Art by Sandro Castelli
Stories:

“We Lilies of the Valley” by Sonja Natasha ( words)

This is a lovely story about longing and about space and about something growing that is strange and maybe dangerous but also beautiful and nurturing and good. The story centers Yvonne, who is living on a space station for an undisclosed amount of time. She’s living alone and sustained by care packages and connections to social media and things of that nature but really the isolation of space is rather intense. She tries to battle this with the memories of a woman she met before she left. Sierra. And it’s their relationship as if slowly develops that captures the way that loneliness can be defeated by connection, all the while growing a bit of magic in space. [SPOILERS] Because the main speculative element of the story is a seed that Yvonne plants and, defying all belief, begins to grow thanks to the connection that Yvonne and Sierra share. And I love that message, that here in the most inhospitable of environments, when growth and life seems impossible, this emotionally link that these two women share becomes something delicate that slowly grows into something huge and strong and mysterious. That it nurtures and sustains Yvonne on the station, yes, but also (the implication is) Sierra on Earth, both of them simultaneously supported and infected by this almost alien organism that is still comforting and reminds them of something they didn’t realize that they needed. It’s a story that takes its time but also builds wonderfully, organically, blossoming amid lyrical language and an interesting central image of this plant in space, and delivering on the emotional weight of Yvonne’s loneliness and hope, showing how the connection that she and Sierra makes overcomes distance and gravity and the joy in the ending is amazing and you really need to experience it. So go, read it! DO IT NOW!!!

“Dandelion” by John Shade ( words)

This is a rather strange but aching story about war and about ghosts, about desire and about heroes. It follows a voice that does not have a name, a person who loves another person named Leena, Leena who seems to be the key to defeating some great foe, some great AI in a conflict that might mean everything or nothing. The world introduced is heavy with technological terms, terms that might imply that the story is unfolding in virtual space, but nothing is incredibly certain. Instead what is known focuses on Leena, who is the hope for a group of people trying to defeat some AI threat. And this group needs to get Leena through a very hostile field between two borders, one teeming with monsters and other dangers. [SPOILERS] And the story does a great job of capturing the feel of it, the battle, the way the group sacrifices themselves for Leena, for their hope, and how they play this out again and again, always giving themselves for her.

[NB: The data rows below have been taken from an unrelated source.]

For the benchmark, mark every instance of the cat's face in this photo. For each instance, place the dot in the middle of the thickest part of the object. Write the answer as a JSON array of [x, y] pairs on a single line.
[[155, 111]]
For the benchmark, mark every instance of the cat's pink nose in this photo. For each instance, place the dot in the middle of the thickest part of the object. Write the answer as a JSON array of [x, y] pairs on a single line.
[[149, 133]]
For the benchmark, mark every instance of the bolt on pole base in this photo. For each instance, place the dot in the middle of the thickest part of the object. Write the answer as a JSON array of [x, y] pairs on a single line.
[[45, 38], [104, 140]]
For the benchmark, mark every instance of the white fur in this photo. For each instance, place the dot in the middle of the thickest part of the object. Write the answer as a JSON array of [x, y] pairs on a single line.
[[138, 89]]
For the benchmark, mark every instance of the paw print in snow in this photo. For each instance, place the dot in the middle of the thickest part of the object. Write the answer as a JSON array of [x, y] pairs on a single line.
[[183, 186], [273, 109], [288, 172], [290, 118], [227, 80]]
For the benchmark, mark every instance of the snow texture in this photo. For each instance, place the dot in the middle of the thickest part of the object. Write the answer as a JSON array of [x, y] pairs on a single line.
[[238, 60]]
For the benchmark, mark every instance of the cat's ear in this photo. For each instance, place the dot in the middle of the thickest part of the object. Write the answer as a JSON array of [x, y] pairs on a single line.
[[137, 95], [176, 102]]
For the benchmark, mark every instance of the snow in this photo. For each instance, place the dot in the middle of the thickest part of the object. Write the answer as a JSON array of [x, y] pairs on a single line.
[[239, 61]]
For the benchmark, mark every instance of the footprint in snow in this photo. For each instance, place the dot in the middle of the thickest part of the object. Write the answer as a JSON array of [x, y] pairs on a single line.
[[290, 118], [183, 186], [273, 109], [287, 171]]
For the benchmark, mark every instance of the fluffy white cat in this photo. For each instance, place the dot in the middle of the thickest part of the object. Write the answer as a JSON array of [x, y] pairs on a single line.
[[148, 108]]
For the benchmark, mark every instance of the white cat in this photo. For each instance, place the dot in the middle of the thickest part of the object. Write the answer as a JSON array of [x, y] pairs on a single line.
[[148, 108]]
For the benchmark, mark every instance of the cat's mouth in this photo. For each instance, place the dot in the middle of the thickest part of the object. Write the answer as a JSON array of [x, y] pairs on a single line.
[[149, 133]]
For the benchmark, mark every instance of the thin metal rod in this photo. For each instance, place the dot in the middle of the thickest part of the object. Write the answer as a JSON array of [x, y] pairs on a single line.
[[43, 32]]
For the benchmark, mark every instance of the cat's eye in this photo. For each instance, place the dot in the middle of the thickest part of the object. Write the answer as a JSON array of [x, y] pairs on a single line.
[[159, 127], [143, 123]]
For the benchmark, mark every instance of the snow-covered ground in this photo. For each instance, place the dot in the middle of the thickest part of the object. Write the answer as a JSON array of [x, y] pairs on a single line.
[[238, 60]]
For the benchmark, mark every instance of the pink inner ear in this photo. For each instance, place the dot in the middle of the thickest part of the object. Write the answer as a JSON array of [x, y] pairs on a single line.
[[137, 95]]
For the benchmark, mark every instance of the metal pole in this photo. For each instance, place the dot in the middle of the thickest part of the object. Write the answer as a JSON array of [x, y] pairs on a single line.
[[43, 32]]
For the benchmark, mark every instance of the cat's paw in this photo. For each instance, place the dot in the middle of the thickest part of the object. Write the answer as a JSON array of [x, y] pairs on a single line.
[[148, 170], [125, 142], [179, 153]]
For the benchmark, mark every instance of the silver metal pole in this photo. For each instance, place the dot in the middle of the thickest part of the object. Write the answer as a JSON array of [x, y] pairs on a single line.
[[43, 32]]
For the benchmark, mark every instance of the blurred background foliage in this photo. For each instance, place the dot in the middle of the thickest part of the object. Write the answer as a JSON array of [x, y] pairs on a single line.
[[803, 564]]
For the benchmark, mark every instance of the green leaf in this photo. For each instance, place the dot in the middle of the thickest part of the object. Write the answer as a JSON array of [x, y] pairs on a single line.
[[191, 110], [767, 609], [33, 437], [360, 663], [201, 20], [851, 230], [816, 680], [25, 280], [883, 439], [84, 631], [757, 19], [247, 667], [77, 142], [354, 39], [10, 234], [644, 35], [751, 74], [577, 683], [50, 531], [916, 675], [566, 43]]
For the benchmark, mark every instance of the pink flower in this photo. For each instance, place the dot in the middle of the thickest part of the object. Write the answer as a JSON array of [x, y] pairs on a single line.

And the narrator of the story is one of these people and perhaps the most persistent because they want to stay close to Leena, didn’t really want to sacrifice themself so much as they wanted to remain by Leena’s side, something that was made impossible and so the narrator has to figure out how to live, always yearning for more but unable to really ask for more, unable to get consent and so stuck in this state where they want to help, want to linger, want to do what they can, and find that in the end it might be enough. It’s a haunting story not just because the war and the deaths and the presence of the narrator throughout but because of how it reaches toward something that cannot be reached. It’s a beautiful portrait of unfinished business, unrealized potential, and it’s heartbreaking to see and experience, while at the same time almost heart warming to see how the narrator finds peace in their situation, if not real satisfaction. It’s a melancholy story about how for some life goes on and for some all that’s left is a ghostly touch and voice. It’s a weird, moving piece and a fine read!